# CVTS/VVT



## SHIFTVAX (Jan 15, 2006)

What's the difference between CVTS and VVT and what makes one better than the other?


----------



## WoLfFaNgZ (Nov 8, 2004)

CVTS isnt that a transmission, Continuosly variable tansmission in the murano .And isnt VVt like hondas vtec?


----------



## V_Spec (Nov 2, 2005)

you mean , difference between CVTS and VTC? 

a said above CVT- continuosly variable transmision .
VTC - Variable valve Timing Control , is more like Toyota`s VVTi , it just adjust the timing at low RPM`s to get advantadge of torque , like moving in traffic for an example.


----------



## SHIFTVAX (Jan 15, 2006)

WoLfFaNgZ said:


> CVTS isnt that a transmission, Continuosly variable tansmission in the murano .And isnt VVt like hondas vtec?

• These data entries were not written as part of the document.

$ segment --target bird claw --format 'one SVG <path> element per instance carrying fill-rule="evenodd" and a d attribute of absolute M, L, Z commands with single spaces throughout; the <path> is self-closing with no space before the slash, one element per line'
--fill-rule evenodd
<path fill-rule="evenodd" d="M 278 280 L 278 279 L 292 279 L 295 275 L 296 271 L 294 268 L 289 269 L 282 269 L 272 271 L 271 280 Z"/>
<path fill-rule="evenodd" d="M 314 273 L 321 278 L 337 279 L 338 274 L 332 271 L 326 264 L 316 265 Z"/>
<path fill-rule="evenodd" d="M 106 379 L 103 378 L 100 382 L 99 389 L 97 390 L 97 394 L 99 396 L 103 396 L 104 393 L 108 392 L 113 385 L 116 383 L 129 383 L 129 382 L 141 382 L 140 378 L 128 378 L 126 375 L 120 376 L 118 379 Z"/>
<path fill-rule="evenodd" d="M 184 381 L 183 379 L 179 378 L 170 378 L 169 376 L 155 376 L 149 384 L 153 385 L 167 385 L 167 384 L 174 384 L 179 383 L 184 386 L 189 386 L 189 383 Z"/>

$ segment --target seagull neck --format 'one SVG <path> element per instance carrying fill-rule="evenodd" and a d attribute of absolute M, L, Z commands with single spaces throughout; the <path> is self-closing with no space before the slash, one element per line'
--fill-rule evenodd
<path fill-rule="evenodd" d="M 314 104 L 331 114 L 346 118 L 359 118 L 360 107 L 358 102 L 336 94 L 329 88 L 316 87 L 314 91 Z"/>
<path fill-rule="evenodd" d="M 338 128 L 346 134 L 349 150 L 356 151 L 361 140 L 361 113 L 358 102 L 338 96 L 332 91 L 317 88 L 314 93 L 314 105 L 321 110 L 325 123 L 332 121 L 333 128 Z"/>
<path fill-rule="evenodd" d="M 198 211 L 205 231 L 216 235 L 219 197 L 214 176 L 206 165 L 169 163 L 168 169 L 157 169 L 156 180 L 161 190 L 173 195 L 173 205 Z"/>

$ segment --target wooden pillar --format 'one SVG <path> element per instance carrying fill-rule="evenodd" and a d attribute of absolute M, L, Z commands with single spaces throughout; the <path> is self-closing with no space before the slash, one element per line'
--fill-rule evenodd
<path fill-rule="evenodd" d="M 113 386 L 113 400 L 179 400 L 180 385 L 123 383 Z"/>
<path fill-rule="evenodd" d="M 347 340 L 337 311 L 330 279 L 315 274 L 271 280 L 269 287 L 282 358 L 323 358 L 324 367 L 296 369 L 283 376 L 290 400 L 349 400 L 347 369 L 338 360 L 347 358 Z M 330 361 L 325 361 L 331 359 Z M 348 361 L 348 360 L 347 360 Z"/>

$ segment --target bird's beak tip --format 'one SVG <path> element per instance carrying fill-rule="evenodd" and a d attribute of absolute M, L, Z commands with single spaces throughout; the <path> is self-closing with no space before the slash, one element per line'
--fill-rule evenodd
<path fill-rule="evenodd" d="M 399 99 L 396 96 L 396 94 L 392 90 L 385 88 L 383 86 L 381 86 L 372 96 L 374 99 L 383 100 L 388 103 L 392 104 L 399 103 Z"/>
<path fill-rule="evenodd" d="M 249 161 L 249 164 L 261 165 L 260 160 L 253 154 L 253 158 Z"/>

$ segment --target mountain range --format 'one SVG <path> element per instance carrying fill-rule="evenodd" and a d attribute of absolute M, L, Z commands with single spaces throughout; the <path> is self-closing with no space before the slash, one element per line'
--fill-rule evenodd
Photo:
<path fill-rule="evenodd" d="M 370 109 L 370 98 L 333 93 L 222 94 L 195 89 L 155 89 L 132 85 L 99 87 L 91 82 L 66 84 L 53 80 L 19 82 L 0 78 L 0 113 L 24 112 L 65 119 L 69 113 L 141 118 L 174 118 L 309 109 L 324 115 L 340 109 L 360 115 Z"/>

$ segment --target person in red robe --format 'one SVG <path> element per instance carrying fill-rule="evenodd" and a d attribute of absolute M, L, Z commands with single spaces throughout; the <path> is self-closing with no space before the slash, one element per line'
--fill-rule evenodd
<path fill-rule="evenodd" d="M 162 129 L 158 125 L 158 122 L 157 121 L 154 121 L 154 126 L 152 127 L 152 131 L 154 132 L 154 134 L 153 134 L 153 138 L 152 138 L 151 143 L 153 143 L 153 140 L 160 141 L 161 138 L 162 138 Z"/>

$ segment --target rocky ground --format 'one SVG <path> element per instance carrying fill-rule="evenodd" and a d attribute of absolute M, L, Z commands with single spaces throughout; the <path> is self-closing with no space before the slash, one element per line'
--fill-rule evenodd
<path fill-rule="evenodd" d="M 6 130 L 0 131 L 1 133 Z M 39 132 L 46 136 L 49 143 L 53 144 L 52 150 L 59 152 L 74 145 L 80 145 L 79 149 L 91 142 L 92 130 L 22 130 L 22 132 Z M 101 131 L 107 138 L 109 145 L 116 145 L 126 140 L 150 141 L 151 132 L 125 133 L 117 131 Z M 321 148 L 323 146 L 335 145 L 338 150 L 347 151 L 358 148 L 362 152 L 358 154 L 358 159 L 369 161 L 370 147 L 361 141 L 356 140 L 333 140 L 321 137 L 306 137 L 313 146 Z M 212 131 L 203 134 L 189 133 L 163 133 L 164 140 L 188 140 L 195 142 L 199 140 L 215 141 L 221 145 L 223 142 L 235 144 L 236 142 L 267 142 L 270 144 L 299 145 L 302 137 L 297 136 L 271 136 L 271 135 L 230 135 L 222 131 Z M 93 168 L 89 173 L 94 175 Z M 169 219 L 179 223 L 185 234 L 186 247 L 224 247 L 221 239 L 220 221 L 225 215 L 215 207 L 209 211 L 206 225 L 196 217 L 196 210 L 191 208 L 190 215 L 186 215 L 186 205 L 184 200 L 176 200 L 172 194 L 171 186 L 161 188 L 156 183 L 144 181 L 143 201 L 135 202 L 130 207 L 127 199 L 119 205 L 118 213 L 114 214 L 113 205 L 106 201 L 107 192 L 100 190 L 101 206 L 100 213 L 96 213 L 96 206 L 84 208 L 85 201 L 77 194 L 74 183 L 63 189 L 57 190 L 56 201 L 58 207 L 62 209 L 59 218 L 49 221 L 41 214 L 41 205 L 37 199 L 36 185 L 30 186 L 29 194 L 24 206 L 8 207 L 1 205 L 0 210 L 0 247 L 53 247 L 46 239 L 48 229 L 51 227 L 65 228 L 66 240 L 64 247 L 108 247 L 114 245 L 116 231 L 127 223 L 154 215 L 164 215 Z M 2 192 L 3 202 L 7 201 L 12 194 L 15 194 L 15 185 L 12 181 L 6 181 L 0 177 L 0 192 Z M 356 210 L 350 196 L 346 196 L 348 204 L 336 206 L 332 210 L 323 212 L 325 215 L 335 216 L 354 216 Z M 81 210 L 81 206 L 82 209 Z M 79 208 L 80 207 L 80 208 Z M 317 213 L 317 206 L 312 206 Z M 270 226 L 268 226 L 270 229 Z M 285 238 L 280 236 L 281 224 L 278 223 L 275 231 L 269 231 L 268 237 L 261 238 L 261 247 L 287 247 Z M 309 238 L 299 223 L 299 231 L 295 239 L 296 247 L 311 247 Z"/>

I'm sorry I meant the difference between Continuous Variable Valve Timing and Variable Valve Timing Systems.


----------



## Char (Jun 16, 2005)

For the most part its just on how you say it... what you should really look at is the system itself, not the term. Take Honda's and Nissans VVT (using them as an example because they are two different systems.. and really the only I know ^-^ for example, Honda's V-TEC ingadges at a specific RPM depending on the motor and setup. It switches to larger lubes for the valves, effectivly changing their open and close times. Nissans.. as far as I know, is basically the same thing, but the computer is constantly adjusting it for the best at any given time, not just at a set RPM.

Anyone correct me as they wish.. this is just what Ive gathered from talking to people about VVT.


----------



## orochipower1118 (Jan 19, 2004)

Actually Honduhs V-Tec is is more like this:

when rpms hit a limit cheese is dropped and activates the mouse on a twin ball bering wheel. and makes the car go faster


----------



## stevja1 (Jan 25, 2004)

I've always wondered about that.... ^^^^^ I guess that's why they get the good mileage.

I think Honda's VTech has one switch point. I'll have to go look in my manual again for my Accord.

The Nissan VVL has two. Nissan's VVL doesn't continuously control the lift and duration of the valves. Each cam just has two sets of lobes. The intake cam usually gets switched first at a lower RPM, and then the exhaust cam switches a little later.

The only car I'm aware of that is fully variable is a new BMW motor that came out. I don't remember which model it'll be in, but I read about it in my Car and Driver a few months ago. It looked pretty cool.

Where did you see the CVTS?


----------



## SHIFTVAX (Jan 15, 2006)

stevja1 said:


> I've always wondered about that.... ^^^^^ I guess that's why they get the good mileage.
> 
> I think Honda's VTech has one switch point. I'll have to go look in my manual again for my Accord.
> 
> ...


I read in a Nissan booklet that the QR25 utilizes Contiuous Variable Valve Timing. Also the Valve cover for the 02-06' Spec V have the initials CVVTS. I don't think they have the VVL though like some SR20's.


----------



## Char (Jun 16, 2005)

Sorry I was a little wrong about Nissans.. it depends on the engine. From what I read about the SR20VE its just like Hondas but it changes the exhaust and intake lobes at different times, not at the same time like Hondas. As for the QR.. MAYBE it has the CVVT, Im not sure.


----------



## chris859 (Oct 20, 2005)

You guys are comparing completely different systems here... Variable valve timing is just that...it advances/retards the camshaft timing. While vtec, and vvl actualy use 2 seperate sets of lobes on the cams. Which allows the advantage of essentially having 2 different cam profiles in one engine. Long story short...vtec/vvl actually change the cam Lift, duration, and timing... While variable valve timing only changes camshaft timing - it doesn't affect lift on the cams at all.


----------